Blairgowrie High School teacher wins Perth and Kinross Council award
Jun 14 2012
by Clare Damodaran, Blairgowrie Adv
A PROBATIONARY teacher at Blairgowrie High School has been awarded Perth and Kinross Probationer of the Year.
Emily Tragham, who teaches art to pupils from S1 to S6 at the high school, graduated last year from Moray House in Edinburgh with a postgraduate diploma in secondary education and was allocated a probationary position in the art department at Blair High by Perth and Kinross Council.
Each year there are around 60 probationary teachers in the Perth and Kinross local authority area and Emily was one of eight to be nominated for the award.
A thrilled Emily told the Blairie: “To be nominated in itself was a great honour.
“The school has to provide evidence that a nominee has gone above and beyond the criteria for qualifying as a teacher during the probationary period so it is not just a case of someone saying they think you are great. They have to prove it.
“I didn't think I'd actually win it, to be honest, as I know how good some of my colleagues are. I am completely and utterly thrilled, however, and very proud to have achieved this.
“I am proud of the school I have trained in too. I have learned a lot from the staff and the pupils here. It is a wonderful team, both within the art department itself and the wider school as a whole.
“There is strong, positive and supportive ethos of learning at this school that benefits staff and pupils alike.”
Lesley Hill, deputy headteacher at Blair High School, said: “We have been really lucky to get Emily. She is an absolutely outstanding teacher and we had no hesitation in nominating her for Probationer of the Year. She is very deserving of the accolade.”
Emily was delighted to have been posted in Blairgowrie. She said: “I had heard of the good reputation that the art department in Blair had so from my point of view I feel that I have been really lucky to be able to come here.”
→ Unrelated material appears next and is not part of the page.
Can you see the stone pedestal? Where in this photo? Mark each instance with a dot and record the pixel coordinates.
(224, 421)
After gaining a degree from Duncan of Jordanstone College of Art and Design in Dundee back in 2003, where she specialised in ceramics, Emily spent a number of years working in the product design industry, designing interiors, handbags and jewellery before becoming a full-time ceramicist.
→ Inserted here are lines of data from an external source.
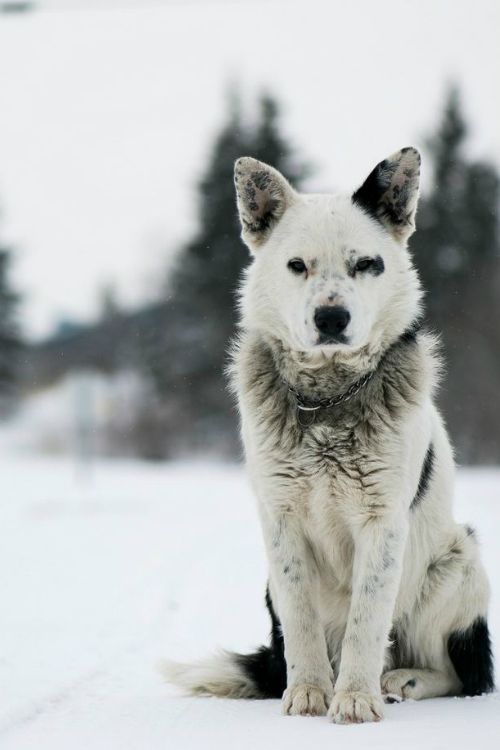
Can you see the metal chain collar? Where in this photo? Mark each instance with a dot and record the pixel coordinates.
(303, 405)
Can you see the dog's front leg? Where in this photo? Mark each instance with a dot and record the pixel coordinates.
(378, 554)
(294, 584)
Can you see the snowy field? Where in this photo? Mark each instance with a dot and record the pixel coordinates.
(105, 572)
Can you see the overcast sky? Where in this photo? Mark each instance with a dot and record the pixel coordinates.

As well as supplying galleries such as the National Gallery of Scotland, Dundee Contemporary Arts and the Birnam Institute with ceramic artwork and glassware, Emily ran workshops for teenagers which she found she was enjoying more and more.
She said: “The workshops were becoming the part of my work that I looked forward to most. I found it so much more rewarding than working on my own and came to a gradual realisation that I wanted to teach.”
While the teaching profession may have gained from having such a talented artist among its ranks, the design world has not lost out, as Emily continues as a working artist.
She said: “In the expressive arts in particular it is really important to maintain yourself as a practitioner alongside your teaching. If you are not actively working in your field you don't stay current and you have less to offer your pupils and students.”
Emily will be presented with her full registration as a teacher at a special lunch in Edinburgh this week.